Oltre che per rinsaldare legami tra popoli e religioni, il pellegrinaggio in Terra Santa di Papa Francesco è stata anche un’occasione che il Sommo Pontefice ha colto per parlare al mondo intero di famiglia e dignità della vita umana. Temi questi che con un certo rilievo sono comparsi in alcuni suoi interventi pubblici: innanzitutto all’interno del Regina Coeli di domenica 25 maggio, dove il Santo Padre ha voluto esprimere un pensiero di vicinanza alla comunità cristiana della Galilea e di Nazareth, città della Santa famiglia:
«Contemplando la Santa Famiglia qui, a Betlemme, il mio pensiero va spontaneamente a Nazareth, dove spero di potermi recare, se Dio vorrà, in un’altra occasione. Abbraccio da qui i fedeli cristiani che vivono in Galilea e incoraggio la realizzazione a Nazareth del Centro Internazionale per la Famiglia».
Un richiamo particolare alla famiglia e al matrimonio è quello che poi Papa Francesco e Bartolomeo I, Patriarca di Costantinopoli, hanno voluto fare a Gerusalemme nella loro dichiarazione congiunta, durante l’incontro ecumenico. Entrambi hanno sostenuto infatti che
«Pur essendo ancora in cammino verso la piena comunione, abbiamo sin d’ora il dovere di offrire una testimonianza comune all’amore di Dio verso tutti, collaborando nel servizio all’umanità, specialmente per quanto riguarda la difesa della dignità della persona umana in ogni fase della vita e della santità della famiglia basata sul matrimonio, la promozione della pace e del bene comune, la risposta alle miserie che continuano ad affliggere il nostro mondo. Riconosciamo che devono essere costantemente affrontati la fame, l’indigenza, l’analfabetismo, la non equa distribuzione dei beni. È nostro dovere sforzarci di costruire insieme una società giusta ed umana, nella quale nessuno si senta escluso o emarginato».

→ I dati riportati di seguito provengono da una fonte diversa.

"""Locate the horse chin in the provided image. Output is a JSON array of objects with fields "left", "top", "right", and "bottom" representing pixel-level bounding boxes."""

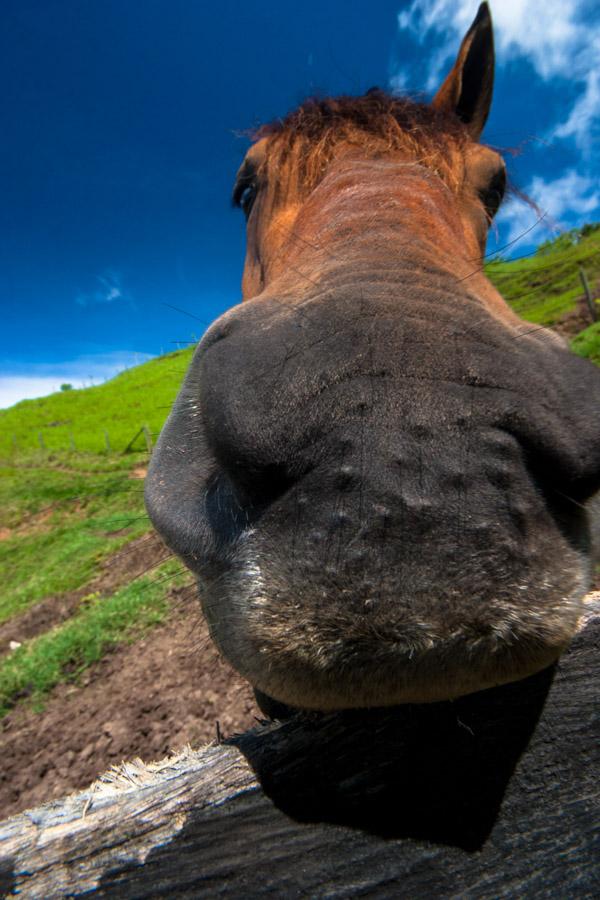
[{"left": 203, "top": 568, "right": 582, "bottom": 711}]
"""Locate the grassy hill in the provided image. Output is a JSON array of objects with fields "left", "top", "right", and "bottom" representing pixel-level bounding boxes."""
[{"left": 0, "top": 226, "right": 600, "bottom": 715}]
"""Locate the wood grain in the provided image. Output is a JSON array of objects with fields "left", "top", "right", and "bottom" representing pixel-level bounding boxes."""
[{"left": 0, "top": 597, "right": 600, "bottom": 900}]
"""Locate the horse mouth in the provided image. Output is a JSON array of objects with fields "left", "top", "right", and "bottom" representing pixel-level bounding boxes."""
[{"left": 201, "top": 536, "right": 584, "bottom": 711}]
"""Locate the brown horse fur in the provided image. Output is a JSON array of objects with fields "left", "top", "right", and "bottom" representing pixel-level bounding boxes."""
[{"left": 147, "top": 4, "right": 600, "bottom": 709}]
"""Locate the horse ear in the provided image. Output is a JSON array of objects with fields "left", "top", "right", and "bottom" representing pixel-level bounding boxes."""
[{"left": 432, "top": 3, "right": 494, "bottom": 141}]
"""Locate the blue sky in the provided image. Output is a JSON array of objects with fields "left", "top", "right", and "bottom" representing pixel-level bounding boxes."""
[{"left": 0, "top": 0, "right": 600, "bottom": 407}]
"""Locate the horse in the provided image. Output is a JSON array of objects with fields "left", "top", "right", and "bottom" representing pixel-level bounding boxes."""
[{"left": 146, "top": 3, "right": 600, "bottom": 712}]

Ma anche in Cisgiordania, nel suo incontro con i ragazzi disabili presso Betania, Papa Francesco ha chiesto di pregare per la pace e per gli elementi più deboli della società:
«A voi giovani chiedo di unirvi alla mia preghiera per la pace. Potete farlo anche offrendo a Dio le vostre fatiche quotidiane, e così la vostra preghiera diventa particolarmente preziosa ed efficace. E vi incoraggio a collaborare, col vostro impegno e la vostra sensibilità, alla costruzione di una società rispettosa dei più deboli, dei malati, dei bambini, degli anziani. Pur nelle difficoltà della vita, siate segno di speranza. Voi siete nel cuore di Dio, voi siete nelle mie preghiere, e vi ringrazio per la vostra calorosa e gioiosa e numerosa presenza. Grazie!».

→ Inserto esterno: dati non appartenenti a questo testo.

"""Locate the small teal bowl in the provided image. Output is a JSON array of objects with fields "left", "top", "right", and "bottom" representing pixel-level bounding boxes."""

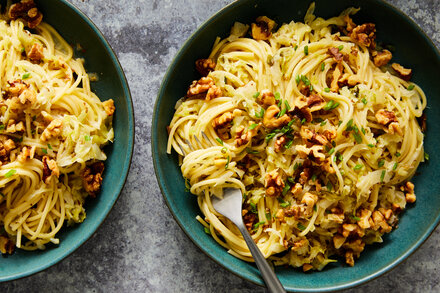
[
  {"left": 0, "top": 0, "right": 134, "bottom": 282},
  {"left": 152, "top": 0, "right": 440, "bottom": 292}
]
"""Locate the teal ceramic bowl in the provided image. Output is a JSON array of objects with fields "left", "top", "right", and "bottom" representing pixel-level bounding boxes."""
[
  {"left": 0, "top": 0, "right": 134, "bottom": 282},
  {"left": 152, "top": 0, "right": 440, "bottom": 292}
]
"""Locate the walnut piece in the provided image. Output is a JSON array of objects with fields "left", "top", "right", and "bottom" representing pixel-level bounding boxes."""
[
  {"left": 263, "top": 105, "right": 291, "bottom": 129},
  {"left": 42, "top": 156, "right": 60, "bottom": 184},
  {"left": 373, "top": 50, "right": 393, "bottom": 67},
  {"left": 264, "top": 169, "right": 284, "bottom": 197},
  {"left": 251, "top": 16, "right": 276, "bottom": 40},
  {"left": 391, "top": 63, "right": 412, "bottom": 81},
  {"left": 257, "top": 90, "right": 275, "bottom": 109},
  {"left": 196, "top": 59, "right": 216, "bottom": 76},
  {"left": 27, "top": 43, "right": 44, "bottom": 62},
  {"left": 349, "top": 23, "right": 376, "bottom": 49},
  {"left": 8, "top": 0, "right": 43, "bottom": 28},
  {"left": 40, "top": 118, "right": 63, "bottom": 142},
  {"left": 82, "top": 162, "right": 104, "bottom": 198},
  {"left": 0, "top": 235, "right": 15, "bottom": 254},
  {"left": 102, "top": 99, "right": 115, "bottom": 116}
]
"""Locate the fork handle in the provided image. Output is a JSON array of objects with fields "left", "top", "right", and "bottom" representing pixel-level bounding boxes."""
[{"left": 238, "top": 224, "right": 286, "bottom": 293}]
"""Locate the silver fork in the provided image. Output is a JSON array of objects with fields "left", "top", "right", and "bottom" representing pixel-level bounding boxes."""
[{"left": 179, "top": 131, "right": 286, "bottom": 293}]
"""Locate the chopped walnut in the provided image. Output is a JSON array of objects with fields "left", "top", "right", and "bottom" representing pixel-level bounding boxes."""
[
  {"left": 375, "top": 109, "right": 397, "bottom": 125},
  {"left": 327, "top": 47, "right": 344, "bottom": 62},
  {"left": 301, "top": 192, "right": 318, "bottom": 216},
  {"left": 349, "top": 23, "right": 376, "bottom": 49},
  {"left": 257, "top": 90, "right": 275, "bottom": 109},
  {"left": 333, "top": 234, "right": 347, "bottom": 249},
  {"left": 264, "top": 169, "right": 284, "bottom": 197},
  {"left": 300, "top": 126, "right": 329, "bottom": 146},
  {"left": 274, "top": 135, "right": 287, "bottom": 153},
  {"left": 263, "top": 105, "right": 291, "bottom": 129},
  {"left": 27, "top": 43, "right": 44, "bottom": 62},
  {"left": 82, "top": 162, "right": 104, "bottom": 198},
  {"left": 40, "top": 118, "right": 63, "bottom": 142},
  {"left": 373, "top": 50, "right": 393, "bottom": 67},
  {"left": 42, "top": 156, "right": 60, "bottom": 184},
  {"left": 102, "top": 99, "right": 115, "bottom": 116},
  {"left": 0, "top": 235, "right": 15, "bottom": 254},
  {"left": 0, "top": 135, "right": 15, "bottom": 165},
  {"left": 8, "top": 0, "right": 43, "bottom": 28},
  {"left": 18, "top": 146, "right": 37, "bottom": 163},
  {"left": 6, "top": 119, "right": 25, "bottom": 133},
  {"left": 186, "top": 77, "right": 214, "bottom": 98},
  {"left": 251, "top": 16, "right": 276, "bottom": 40},
  {"left": 391, "top": 63, "right": 412, "bottom": 81},
  {"left": 196, "top": 59, "right": 216, "bottom": 76},
  {"left": 358, "top": 209, "right": 371, "bottom": 229}
]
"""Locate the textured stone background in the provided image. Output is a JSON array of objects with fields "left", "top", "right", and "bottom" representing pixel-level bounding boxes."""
[{"left": 0, "top": 0, "right": 440, "bottom": 292}]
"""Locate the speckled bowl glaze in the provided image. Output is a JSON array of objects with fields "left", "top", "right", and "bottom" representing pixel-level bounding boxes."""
[
  {"left": 0, "top": 0, "right": 134, "bottom": 282},
  {"left": 152, "top": 0, "right": 440, "bottom": 292}
]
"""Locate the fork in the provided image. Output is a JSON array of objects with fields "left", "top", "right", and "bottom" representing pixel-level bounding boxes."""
[{"left": 178, "top": 131, "right": 286, "bottom": 293}]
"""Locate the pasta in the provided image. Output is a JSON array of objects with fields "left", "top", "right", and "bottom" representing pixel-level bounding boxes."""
[
  {"left": 167, "top": 4, "right": 426, "bottom": 271},
  {"left": 0, "top": 1, "right": 114, "bottom": 253}
]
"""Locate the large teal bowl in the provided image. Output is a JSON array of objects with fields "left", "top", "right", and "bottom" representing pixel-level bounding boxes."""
[
  {"left": 0, "top": 0, "right": 134, "bottom": 282},
  {"left": 152, "top": 0, "right": 440, "bottom": 292}
]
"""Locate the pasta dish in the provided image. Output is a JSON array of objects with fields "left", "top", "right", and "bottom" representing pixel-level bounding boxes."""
[
  {"left": 0, "top": 0, "right": 115, "bottom": 254},
  {"left": 167, "top": 4, "right": 428, "bottom": 271}
]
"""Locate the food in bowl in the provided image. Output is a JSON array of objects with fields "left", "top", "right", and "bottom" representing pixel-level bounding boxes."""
[
  {"left": 167, "top": 4, "right": 427, "bottom": 271},
  {"left": 0, "top": 0, "right": 115, "bottom": 254}
]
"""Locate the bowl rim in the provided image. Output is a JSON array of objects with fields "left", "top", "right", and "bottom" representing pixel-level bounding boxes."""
[
  {"left": 151, "top": 0, "right": 440, "bottom": 292},
  {"left": 0, "top": 0, "right": 135, "bottom": 283}
]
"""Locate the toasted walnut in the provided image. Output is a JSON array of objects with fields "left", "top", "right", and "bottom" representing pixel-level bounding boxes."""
[
  {"left": 205, "top": 85, "right": 223, "bottom": 101},
  {"left": 40, "top": 118, "right": 63, "bottom": 142},
  {"left": 274, "top": 135, "right": 287, "bottom": 153},
  {"left": 82, "top": 162, "right": 104, "bottom": 198},
  {"left": 102, "top": 99, "right": 115, "bottom": 116},
  {"left": 371, "top": 211, "right": 392, "bottom": 233},
  {"left": 186, "top": 77, "right": 214, "bottom": 98},
  {"left": 373, "top": 50, "right": 393, "bottom": 67},
  {"left": 345, "top": 250, "right": 354, "bottom": 267},
  {"left": 42, "top": 156, "right": 60, "bottom": 184},
  {"left": 333, "top": 234, "right": 347, "bottom": 249},
  {"left": 303, "top": 263, "right": 313, "bottom": 272},
  {"left": 301, "top": 192, "right": 318, "bottom": 216},
  {"left": 358, "top": 209, "right": 371, "bottom": 229},
  {"left": 300, "top": 126, "right": 329, "bottom": 146},
  {"left": 251, "top": 16, "right": 276, "bottom": 40},
  {"left": 327, "top": 47, "right": 344, "bottom": 62},
  {"left": 263, "top": 105, "right": 291, "bottom": 129},
  {"left": 8, "top": 0, "right": 43, "bottom": 28},
  {"left": 257, "top": 90, "right": 275, "bottom": 109},
  {"left": 0, "top": 235, "right": 15, "bottom": 254},
  {"left": 6, "top": 119, "right": 25, "bottom": 133},
  {"left": 27, "top": 43, "right": 44, "bottom": 62},
  {"left": 295, "top": 144, "right": 325, "bottom": 163},
  {"left": 264, "top": 169, "right": 284, "bottom": 197},
  {"left": 0, "top": 135, "right": 15, "bottom": 165},
  {"left": 375, "top": 109, "right": 397, "bottom": 125},
  {"left": 391, "top": 63, "right": 412, "bottom": 81},
  {"left": 349, "top": 23, "right": 376, "bottom": 49},
  {"left": 196, "top": 59, "right": 216, "bottom": 76}
]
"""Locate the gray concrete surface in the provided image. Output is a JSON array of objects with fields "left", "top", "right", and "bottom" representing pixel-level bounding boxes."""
[{"left": 0, "top": 0, "right": 440, "bottom": 293}]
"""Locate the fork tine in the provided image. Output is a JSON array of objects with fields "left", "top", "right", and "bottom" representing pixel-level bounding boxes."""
[{"left": 201, "top": 131, "right": 213, "bottom": 146}]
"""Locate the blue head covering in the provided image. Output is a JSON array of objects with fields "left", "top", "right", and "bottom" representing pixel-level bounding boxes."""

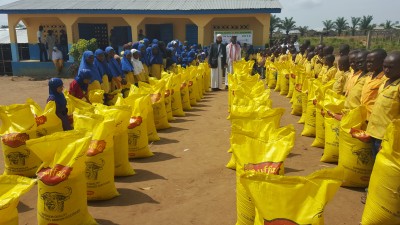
[
  {"left": 132, "top": 42, "right": 140, "bottom": 49},
  {"left": 106, "top": 46, "right": 125, "bottom": 78},
  {"left": 143, "top": 38, "right": 150, "bottom": 48},
  {"left": 78, "top": 51, "right": 102, "bottom": 83},
  {"left": 75, "top": 69, "right": 92, "bottom": 91},
  {"left": 48, "top": 78, "right": 67, "bottom": 108},
  {"left": 150, "top": 44, "right": 163, "bottom": 65},
  {"left": 138, "top": 44, "right": 148, "bottom": 65},
  {"left": 92, "top": 49, "right": 110, "bottom": 83},
  {"left": 121, "top": 50, "right": 133, "bottom": 72}
]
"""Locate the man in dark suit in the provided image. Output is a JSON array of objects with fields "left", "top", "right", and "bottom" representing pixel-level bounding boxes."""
[{"left": 208, "top": 34, "right": 226, "bottom": 91}]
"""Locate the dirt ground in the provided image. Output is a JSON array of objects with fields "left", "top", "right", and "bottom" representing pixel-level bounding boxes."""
[{"left": 0, "top": 77, "right": 364, "bottom": 225}]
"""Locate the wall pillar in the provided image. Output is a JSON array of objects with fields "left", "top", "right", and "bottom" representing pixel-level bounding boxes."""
[{"left": 8, "top": 15, "right": 20, "bottom": 62}]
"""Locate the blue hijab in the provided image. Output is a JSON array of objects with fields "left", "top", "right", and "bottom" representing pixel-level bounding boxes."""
[
  {"left": 121, "top": 50, "right": 133, "bottom": 72},
  {"left": 75, "top": 69, "right": 92, "bottom": 91},
  {"left": 48, "top": 78, "right": 67, "bottom": 109},
  {"left": 137, "top": 44, "right": 148, "bottom": 65},
  {"left": 78, "top": 51, "right": 102, "bottom": 83},
  {"left": 150, "top": 44, "right": 163, "bottom": 65},
  {"left": 106, "top": 46, "right": 125, "bottom": 78},
  {"left": 92, "top": 49, "right": 110, "bottom": 83}
]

Tutta dedicata alla promozione e alla cura dei bambini è stata poi l’omelia pronunciata a piazza della Mangiatoia, a Betlemme, a pochi passi dalla Grotta della Natività. Il Santo Padre ha infatti ricordato come
«Il Bambino Gesù, nato a Betlemme, è il segno dato da Dio a chi attendeva la salvezza, e rimane per sempre il segno della tenerezza di Dio e della sua presenza nel mondo. L’angelo dice ai pastori: “Questo per voi il segno: troverete un bambino…”.
Anche oggi i bambini sono un segno. Segno di speranza, segno di vita, ma anche segno “diagnostico” per capire lo stato di salute di una famiglia, di una società, del mondo intero. Quando i bambini sono accolti, amati, custoditi, tutelati, la famiglia è sana, la società migliora, il mondo è più umano. Pensiamo all’opera che svolge l’Istituto Effetà Paolo VI in favore dei bambini palestinesi sordo-muti: è un segno concreto della bontà di Dio. E’ un segno concreto che la società migliora.
Dio oggi ripete anche a noi, uomini e donne del XXI secolo: “Questo per voi il segno”, cercate il bambino…
Il Bambino di Betlemme è fragile, come tutti i neonati. Non sa parlare, eppure è la Parola che si è fatta carne, venuta a cambiare il cuore e la vita degli uomini. Quel Bambino, come ogni bambino, è debole e ha bisogno di essere aiutato e protetto. Anche oggi i bambini hanno bisogno di essere accolti e difesi, fin dal grembo materno».